À la suite de l’annonce de la tenue d’un scrutin au cours des prochains mois, plusieurs s’interrogent : « Des élections bientôt ? Pour faire quoi au juste ?, se demande M. Clerveau. Théoriquement, Aristide ne peut pas se représenter à nouveau, mais puisqu’il a déjà violé la Constitution à maintes reprises, il ne serait pas étonnant que ça se reproduise. Mais sinon… pour qui voter ? »

Les années de violence et de répression sous Jean-Claude Duvalier (qui avait été nommé président à vie en 1971) auront permis au régime de démanteler les réseaux populaires de résistance. Pendant des années, l’armée paramilitaire de Duvalier, les « tontons macoutes », s’est attaquée aux syndicats, aux ONG, aux associations citoyennes et aux radios communautaires. Sous Aristide, ces agressions se sont intensifiées. L’assassinat en toute impunité du journaliste de Radio-Haïti Inter, Jean Dominique, en avril 2000, en est devenu le symbole. La majorité paysanne a ainsi perdu son unique voix. Les dirigeants politiques ont été victimes d’attentats ou contraints à l’exil. Le démantèlement des initiatives populaires a été dévastateur et a considérablement nuit au développement d’une véritable alternative politique, appuyée par la majorité de la population.

À l’aube des élections promises, quelques initiatives de la société civile marquent le paysage politique. L’une d’entre elles, qui a attiré l’attention des médias internationaux, est la Plate-forme démocratique de la société civile et des partis de l’opposition. Le programme de cette coalition vise « l’amélioration des conditions de vie de tous les Haïtiens tout en accordant une priorité méritée aux besoins de la majorité ». Ce « contrat social » porte principalement sur le processus électoral en énonçant des conditions à la tenue d’élections justes et démocratiques.

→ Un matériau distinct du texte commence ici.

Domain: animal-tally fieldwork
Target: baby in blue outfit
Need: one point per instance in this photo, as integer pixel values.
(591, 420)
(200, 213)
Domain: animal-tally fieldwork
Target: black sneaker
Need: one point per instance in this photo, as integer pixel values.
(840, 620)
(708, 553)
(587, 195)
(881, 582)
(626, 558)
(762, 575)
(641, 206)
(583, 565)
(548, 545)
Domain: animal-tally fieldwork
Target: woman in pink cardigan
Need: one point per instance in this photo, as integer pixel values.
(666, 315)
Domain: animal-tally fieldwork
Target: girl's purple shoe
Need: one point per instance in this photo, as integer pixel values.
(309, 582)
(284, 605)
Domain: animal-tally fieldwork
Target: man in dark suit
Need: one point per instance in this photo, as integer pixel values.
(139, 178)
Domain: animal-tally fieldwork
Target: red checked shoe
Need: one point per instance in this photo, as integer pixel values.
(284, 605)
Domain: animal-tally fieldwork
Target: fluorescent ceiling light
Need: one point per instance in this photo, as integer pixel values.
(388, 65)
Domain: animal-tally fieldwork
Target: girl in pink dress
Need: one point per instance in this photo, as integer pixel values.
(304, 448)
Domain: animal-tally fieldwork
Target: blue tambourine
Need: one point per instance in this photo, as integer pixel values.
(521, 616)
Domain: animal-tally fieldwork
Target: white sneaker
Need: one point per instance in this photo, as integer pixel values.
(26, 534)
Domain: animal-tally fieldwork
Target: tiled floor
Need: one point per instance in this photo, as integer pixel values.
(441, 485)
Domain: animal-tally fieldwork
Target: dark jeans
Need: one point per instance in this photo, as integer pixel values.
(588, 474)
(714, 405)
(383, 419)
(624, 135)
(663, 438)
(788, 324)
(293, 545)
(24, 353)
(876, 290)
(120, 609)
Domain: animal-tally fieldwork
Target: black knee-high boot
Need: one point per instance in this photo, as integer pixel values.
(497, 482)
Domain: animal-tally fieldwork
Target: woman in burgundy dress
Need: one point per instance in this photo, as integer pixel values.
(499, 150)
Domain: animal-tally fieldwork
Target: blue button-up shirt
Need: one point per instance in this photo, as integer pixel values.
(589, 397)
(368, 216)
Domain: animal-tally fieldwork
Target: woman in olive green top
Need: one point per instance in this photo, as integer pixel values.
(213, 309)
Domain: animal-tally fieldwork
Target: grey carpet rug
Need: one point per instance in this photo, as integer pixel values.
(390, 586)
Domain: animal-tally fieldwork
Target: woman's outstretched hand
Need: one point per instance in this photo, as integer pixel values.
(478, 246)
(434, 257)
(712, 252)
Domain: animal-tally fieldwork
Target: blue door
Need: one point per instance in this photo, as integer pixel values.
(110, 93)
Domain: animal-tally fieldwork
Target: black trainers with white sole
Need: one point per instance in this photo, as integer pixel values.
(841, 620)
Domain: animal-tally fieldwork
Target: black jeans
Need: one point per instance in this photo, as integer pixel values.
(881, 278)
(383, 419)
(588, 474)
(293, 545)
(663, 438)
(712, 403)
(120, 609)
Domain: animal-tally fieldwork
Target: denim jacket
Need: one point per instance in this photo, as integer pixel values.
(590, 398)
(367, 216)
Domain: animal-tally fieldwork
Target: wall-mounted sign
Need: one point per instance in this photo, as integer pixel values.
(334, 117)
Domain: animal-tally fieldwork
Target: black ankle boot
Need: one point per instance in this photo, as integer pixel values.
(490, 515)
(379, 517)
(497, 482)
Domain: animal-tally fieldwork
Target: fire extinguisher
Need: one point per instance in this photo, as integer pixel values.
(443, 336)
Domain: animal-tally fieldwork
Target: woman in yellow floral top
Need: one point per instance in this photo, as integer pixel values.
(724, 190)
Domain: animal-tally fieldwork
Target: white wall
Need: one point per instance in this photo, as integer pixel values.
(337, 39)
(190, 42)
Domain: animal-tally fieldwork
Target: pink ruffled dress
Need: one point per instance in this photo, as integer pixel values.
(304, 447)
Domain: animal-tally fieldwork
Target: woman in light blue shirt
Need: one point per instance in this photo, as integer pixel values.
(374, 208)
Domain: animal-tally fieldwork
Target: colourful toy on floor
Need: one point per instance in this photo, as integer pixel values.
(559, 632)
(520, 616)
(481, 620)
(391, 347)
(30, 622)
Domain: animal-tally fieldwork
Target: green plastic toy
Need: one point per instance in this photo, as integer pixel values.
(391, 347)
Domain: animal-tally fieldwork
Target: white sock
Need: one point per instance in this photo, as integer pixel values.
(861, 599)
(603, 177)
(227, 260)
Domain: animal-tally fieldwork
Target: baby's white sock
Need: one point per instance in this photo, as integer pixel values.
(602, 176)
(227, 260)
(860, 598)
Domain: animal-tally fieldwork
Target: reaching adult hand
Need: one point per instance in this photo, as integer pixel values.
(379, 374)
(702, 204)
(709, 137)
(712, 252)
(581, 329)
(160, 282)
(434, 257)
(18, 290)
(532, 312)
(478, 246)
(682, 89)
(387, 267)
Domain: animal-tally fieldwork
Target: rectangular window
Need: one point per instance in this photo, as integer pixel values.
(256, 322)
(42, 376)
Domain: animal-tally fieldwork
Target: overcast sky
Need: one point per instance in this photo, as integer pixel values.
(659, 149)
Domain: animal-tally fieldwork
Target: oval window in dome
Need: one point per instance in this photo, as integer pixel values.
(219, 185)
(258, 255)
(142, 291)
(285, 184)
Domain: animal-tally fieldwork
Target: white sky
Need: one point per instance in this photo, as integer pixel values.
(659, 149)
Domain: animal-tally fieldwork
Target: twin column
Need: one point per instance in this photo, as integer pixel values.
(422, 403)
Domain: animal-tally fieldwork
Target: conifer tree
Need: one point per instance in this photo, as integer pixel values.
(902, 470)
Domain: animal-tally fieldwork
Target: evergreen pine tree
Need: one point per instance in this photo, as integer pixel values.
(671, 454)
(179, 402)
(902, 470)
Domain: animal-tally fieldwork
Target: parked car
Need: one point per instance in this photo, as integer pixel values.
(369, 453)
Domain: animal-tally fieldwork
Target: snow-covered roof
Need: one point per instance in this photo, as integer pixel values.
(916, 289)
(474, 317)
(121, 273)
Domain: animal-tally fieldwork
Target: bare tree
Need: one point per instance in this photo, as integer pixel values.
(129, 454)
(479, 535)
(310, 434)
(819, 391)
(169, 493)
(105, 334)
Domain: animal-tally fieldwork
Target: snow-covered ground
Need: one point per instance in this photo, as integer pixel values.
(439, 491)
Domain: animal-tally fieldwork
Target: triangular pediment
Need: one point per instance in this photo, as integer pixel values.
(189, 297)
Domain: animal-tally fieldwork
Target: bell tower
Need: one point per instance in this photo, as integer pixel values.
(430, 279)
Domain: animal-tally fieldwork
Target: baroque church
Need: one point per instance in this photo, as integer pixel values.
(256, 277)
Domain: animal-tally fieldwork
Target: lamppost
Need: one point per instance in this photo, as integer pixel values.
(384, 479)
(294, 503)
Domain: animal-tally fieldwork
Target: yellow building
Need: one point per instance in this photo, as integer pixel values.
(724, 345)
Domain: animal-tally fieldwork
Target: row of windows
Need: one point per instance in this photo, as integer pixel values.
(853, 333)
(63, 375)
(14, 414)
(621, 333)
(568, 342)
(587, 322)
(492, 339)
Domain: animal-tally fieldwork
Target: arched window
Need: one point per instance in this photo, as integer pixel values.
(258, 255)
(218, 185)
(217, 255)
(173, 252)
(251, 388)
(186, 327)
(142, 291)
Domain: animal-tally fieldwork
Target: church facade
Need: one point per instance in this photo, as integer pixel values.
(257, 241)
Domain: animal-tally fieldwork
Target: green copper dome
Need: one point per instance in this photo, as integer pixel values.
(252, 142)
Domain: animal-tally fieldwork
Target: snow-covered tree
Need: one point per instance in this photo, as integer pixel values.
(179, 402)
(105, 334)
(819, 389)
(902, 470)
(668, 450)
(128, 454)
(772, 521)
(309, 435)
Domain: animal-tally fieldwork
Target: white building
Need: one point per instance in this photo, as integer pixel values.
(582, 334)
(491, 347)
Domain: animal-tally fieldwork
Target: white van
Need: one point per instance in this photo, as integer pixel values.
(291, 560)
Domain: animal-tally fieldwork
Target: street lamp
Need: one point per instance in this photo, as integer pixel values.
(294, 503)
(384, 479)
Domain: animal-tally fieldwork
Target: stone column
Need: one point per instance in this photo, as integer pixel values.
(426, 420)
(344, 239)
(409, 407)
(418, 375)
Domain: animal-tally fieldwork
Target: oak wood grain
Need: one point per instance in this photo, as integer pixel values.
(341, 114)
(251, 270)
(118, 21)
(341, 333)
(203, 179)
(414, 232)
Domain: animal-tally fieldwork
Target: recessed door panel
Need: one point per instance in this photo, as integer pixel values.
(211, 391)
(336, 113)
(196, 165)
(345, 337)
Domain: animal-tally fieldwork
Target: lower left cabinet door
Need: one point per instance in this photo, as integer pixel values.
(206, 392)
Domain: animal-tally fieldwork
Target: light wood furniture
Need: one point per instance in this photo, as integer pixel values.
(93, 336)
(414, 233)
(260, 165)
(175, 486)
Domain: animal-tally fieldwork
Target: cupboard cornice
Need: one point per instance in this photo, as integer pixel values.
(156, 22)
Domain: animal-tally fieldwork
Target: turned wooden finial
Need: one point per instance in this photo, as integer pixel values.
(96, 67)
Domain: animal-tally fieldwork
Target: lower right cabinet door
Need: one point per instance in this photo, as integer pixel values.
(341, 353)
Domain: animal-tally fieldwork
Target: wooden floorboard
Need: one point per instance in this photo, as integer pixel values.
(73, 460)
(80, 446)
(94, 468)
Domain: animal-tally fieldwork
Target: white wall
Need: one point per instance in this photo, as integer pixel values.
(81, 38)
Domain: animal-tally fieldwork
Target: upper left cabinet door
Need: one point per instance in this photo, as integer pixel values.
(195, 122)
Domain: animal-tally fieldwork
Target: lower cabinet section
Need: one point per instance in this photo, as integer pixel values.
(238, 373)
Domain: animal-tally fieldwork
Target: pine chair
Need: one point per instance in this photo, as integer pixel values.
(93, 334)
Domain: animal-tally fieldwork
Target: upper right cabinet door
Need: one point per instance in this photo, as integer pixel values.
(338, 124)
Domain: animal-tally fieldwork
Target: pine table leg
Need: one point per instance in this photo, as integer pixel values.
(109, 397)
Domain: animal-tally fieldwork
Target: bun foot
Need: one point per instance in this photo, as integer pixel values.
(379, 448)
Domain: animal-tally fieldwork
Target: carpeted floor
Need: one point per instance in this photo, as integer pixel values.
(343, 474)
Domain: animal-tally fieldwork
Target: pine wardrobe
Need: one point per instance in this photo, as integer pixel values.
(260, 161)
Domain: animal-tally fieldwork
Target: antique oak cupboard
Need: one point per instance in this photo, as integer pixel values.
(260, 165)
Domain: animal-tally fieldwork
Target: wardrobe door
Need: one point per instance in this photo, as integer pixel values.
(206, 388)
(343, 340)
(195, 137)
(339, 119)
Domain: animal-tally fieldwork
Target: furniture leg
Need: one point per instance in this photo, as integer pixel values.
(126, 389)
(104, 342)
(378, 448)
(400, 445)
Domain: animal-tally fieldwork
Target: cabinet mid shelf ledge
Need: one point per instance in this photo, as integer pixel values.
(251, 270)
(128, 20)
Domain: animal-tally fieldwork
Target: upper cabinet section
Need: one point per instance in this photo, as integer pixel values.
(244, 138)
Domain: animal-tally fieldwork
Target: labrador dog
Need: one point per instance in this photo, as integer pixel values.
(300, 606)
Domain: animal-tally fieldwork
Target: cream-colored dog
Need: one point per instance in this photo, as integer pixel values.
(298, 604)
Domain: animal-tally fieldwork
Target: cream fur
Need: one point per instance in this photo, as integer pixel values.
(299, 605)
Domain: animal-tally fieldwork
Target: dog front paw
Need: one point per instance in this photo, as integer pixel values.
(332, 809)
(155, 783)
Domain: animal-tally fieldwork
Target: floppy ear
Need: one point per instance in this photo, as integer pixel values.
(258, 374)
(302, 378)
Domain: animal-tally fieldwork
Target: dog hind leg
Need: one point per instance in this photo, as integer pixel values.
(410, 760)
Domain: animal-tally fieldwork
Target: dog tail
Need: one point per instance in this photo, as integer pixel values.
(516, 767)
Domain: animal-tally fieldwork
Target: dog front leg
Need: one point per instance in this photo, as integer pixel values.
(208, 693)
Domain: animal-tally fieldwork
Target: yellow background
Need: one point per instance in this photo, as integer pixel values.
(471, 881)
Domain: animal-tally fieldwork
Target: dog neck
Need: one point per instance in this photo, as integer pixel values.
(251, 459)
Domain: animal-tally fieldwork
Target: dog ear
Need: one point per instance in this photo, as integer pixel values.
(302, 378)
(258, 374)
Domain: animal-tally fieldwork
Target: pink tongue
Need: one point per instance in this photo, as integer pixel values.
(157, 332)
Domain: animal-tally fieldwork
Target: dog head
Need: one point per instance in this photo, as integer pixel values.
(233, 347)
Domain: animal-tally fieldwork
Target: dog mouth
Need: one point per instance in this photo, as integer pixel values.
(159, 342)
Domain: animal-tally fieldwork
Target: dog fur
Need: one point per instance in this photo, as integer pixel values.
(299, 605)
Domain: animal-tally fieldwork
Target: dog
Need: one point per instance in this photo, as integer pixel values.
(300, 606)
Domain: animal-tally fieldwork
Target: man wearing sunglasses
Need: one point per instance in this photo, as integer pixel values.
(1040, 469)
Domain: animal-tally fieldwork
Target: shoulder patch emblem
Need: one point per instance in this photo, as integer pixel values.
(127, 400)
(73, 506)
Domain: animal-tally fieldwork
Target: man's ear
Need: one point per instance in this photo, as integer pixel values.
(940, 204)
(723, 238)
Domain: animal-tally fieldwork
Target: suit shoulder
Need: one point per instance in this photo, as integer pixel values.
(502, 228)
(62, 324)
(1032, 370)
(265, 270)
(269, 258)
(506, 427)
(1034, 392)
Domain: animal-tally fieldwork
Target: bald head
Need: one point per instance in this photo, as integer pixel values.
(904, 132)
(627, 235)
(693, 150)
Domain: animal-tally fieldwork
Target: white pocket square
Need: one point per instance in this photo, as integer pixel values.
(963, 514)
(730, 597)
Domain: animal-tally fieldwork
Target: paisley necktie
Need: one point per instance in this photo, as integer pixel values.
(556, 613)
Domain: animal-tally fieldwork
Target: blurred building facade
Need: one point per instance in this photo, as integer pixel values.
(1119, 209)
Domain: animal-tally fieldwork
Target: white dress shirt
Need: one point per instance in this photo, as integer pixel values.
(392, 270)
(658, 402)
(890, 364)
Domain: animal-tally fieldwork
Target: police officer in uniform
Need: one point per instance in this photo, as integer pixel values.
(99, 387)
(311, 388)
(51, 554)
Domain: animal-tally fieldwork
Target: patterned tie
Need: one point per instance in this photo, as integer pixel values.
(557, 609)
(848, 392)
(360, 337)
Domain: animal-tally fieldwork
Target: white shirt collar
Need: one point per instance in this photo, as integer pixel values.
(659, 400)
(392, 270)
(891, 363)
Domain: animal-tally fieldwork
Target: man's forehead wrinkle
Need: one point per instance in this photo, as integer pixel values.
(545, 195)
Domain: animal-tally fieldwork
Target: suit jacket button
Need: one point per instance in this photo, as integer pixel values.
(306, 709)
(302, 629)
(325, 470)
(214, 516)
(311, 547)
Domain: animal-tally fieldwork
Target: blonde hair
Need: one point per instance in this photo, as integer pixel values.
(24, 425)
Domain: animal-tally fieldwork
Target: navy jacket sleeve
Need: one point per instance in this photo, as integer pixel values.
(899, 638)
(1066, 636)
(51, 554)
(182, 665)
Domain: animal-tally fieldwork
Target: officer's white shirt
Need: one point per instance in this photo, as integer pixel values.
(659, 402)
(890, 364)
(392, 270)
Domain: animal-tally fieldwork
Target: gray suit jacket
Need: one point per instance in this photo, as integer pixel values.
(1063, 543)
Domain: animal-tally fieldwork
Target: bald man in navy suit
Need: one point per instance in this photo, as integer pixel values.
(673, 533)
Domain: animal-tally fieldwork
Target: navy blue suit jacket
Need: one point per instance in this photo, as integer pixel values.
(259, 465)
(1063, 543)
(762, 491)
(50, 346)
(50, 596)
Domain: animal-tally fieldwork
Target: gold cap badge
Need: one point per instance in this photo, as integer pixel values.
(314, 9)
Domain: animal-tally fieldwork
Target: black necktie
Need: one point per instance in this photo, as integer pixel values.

Mais plusieurs se méfient de cette initiative. Certains leaders de la coalition seraient d’anciens amis du régime en place ou de riches hommes d’affaires. M. Clerveau ainsi que d’autres Haïtiens de la diaspora (qui souhaitent garder l’anonymat) croient que les instigateurs de ce regroupement profitent du mécontentement de la population envers Aristide afin de s’approprier une part de légitimité et de pouvoir. « Cette coalition qui se dit représentative de la société civile n’est pas légitime, affirme le représentant de la PAPDA. Elle ne présente pas de programme politique et ne dénonce même pas Aristide et ses dirigeants. » Les organisations regroupées au sein de cette coalition sont par ailleurs si hétéroclites que les divers groupes arrivent difficilement à s’entendre sur des revendications communes.

La polarisation est donc importante, et l’horizon politique d’Haïti reste nébuleux. Tant qu’Aristide s’accrochera au pouvoir, la tenue d’élections démocratiques est plus qu’incertaine. Au cœur de cette crise, la population haïtienne, prise en otage.

* Tania Vachon, collaboration spéciale et chargée de projets pour les Caraïbes à Alternatives.